BN: Do you think if cloud costs continue to be a hindrance to growth that companies will start to bring more workloads back on-prem?

AK: The genie is out of the bottle and many workloads, especially those that must dynamically scale, work best in the cloud. The world will move to more commoditized IaaS services and horizontal, cross-cloud managed services, like Snowflake versus Redshift, Datadog versus CloudWatch. Platforms like Archera help you model, manage, migrate and optimize cloud resources, so that companies get better value from running in the cloud vs on-prem.

The speed to ship new features and services that the cloud offers is too much of a competitive advantage to give up, and that holds true even if core COGS services return to on prem. Being able to capitalize costs on margin as a business grows, means most R&D will remain in the cloud. I expect that only very large businesses with a $100M+ revenue whose core product runs on AWS would make the case for repatriating to on prem.
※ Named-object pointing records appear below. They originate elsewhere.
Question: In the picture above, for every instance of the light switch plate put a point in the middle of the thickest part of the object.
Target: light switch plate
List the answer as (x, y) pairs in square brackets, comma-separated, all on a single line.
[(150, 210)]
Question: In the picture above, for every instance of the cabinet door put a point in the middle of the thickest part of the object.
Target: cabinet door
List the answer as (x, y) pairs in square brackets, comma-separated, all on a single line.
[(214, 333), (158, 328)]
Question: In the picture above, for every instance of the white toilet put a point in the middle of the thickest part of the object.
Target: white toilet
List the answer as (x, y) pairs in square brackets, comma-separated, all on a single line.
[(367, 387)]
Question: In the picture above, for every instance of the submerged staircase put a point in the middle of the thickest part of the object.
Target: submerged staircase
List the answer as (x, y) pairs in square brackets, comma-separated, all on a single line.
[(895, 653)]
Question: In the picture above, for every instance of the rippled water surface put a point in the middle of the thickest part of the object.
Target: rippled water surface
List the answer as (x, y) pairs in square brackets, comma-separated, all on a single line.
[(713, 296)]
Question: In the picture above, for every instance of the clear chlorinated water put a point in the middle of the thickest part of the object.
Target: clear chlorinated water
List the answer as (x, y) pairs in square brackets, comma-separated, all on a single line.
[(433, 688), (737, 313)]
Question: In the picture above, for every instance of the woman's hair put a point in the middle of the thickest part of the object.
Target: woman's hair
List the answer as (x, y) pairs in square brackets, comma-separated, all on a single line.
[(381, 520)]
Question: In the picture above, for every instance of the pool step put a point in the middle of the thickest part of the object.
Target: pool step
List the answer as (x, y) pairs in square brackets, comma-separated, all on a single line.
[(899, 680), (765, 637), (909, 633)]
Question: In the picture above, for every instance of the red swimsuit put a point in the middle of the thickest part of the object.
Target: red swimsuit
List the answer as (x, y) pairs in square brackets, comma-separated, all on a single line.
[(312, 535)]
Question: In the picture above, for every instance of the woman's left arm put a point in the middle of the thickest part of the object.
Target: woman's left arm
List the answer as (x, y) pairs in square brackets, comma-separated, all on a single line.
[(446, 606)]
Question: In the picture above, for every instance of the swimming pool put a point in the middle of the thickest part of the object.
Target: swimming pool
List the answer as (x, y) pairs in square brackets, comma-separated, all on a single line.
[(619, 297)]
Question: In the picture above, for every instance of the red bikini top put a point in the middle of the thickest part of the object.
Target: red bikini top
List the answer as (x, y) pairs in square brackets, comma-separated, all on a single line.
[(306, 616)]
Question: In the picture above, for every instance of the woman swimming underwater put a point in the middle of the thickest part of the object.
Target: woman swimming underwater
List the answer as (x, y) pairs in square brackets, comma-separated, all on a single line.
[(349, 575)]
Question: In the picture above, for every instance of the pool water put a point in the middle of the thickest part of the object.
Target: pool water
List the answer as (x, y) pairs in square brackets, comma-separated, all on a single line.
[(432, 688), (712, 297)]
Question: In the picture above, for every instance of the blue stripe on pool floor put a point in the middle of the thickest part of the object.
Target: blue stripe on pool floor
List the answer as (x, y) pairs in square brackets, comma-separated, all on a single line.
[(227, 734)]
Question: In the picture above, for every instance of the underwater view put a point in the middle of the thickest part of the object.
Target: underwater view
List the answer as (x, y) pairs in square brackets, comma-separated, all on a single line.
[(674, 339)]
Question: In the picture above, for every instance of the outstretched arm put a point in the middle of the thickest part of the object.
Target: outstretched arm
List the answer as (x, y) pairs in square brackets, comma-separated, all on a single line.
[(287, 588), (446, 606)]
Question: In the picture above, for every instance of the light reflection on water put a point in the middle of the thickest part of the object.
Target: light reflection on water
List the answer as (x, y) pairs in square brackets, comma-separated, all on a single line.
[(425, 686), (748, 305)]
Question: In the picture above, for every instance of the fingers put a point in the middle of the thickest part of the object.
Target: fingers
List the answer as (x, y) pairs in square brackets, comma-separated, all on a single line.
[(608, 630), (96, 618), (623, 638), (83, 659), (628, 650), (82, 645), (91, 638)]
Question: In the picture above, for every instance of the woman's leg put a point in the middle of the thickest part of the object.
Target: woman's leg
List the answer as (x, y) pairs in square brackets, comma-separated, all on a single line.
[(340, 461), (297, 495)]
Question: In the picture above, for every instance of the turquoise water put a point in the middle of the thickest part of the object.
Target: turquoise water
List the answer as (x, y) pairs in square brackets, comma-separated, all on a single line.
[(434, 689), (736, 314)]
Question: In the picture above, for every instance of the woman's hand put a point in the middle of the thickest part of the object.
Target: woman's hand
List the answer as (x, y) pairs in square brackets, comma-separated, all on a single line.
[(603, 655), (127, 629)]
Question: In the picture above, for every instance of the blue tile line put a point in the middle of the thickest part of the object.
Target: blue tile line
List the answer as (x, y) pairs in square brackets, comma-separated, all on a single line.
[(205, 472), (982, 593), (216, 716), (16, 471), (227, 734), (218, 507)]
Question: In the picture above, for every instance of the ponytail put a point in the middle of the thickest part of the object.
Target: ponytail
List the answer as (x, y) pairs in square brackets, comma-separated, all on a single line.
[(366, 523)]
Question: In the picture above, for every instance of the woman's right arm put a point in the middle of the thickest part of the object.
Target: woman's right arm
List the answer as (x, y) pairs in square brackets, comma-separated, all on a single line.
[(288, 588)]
BN: What are some ways that companies can curb their cloud costs?

AK: Most have done the best they could with a legacy approach that combines existing visibility tools, spreadsheets and scripts. There's great room for improvement, though. We see highly automated, centralized cloud resource management as the most effective way to take control of cloud costs. Either way, there are five steps to execute in sequence.

It starts with visibility and labeling each resource as belonging to a canonical team, project, product, cost-center, etc. This clarifies which pieces of your cloud environment are actually driving costs and who owns each dollar being spent. Traditionally, each engineering team did this by hand, following company practices. Legacy visibility tools like AWS Cost Explorer, CloudHealth and CloudAbility only come into play after this labeling is done manually. More modern tools like Archera handle this centrally within a separate data platform and rules engine.

The next step is planning resource changes like moving to newer instances and terminating unused/underutilized resources. This entails forecasting overall spend, which requires domain expertise across each application. Aligning expected usage with overall business forecasts may involve collaboration among multiple teams.

With these forecasts in place, you can set budgets. Then it becomes a process of governance, checking actuals against the plan frequently enough to correct issues that arise. Continuous monitoring and alerting is key to intercept divergences from plan quickly, since manually checking dashboards every day and then involving engineers to correct problems is prone to omissions and delays. Modern tools like Archera allow this set of processes to be automated with configurable governance and alerting rules configurable, and action items pushed immediately to owners or first responders.

Once budgets and governance are in place customers need to plan their commitment purchases and renewals. It's a very complex process if done correctly. Archera is designed to quickly find optimal choices from the countless potential blends of commitments.

Once you define your purchasing strategy, the challenge them comes in monitoring the commitments themselves, and making adjustments as actual usage and costs diverge from the original plan. You might then respond by reselling commitments in the marketplace, if appropriate, or exchanging commitments via the cloud providers' first-party mechanisms. Again, it's a very complex task for a specialist, going on recommendations from legacy tools. A modern tool automates the task, end to end, and we de-risk the obligations by guaranteeing to buy back any unused commitments.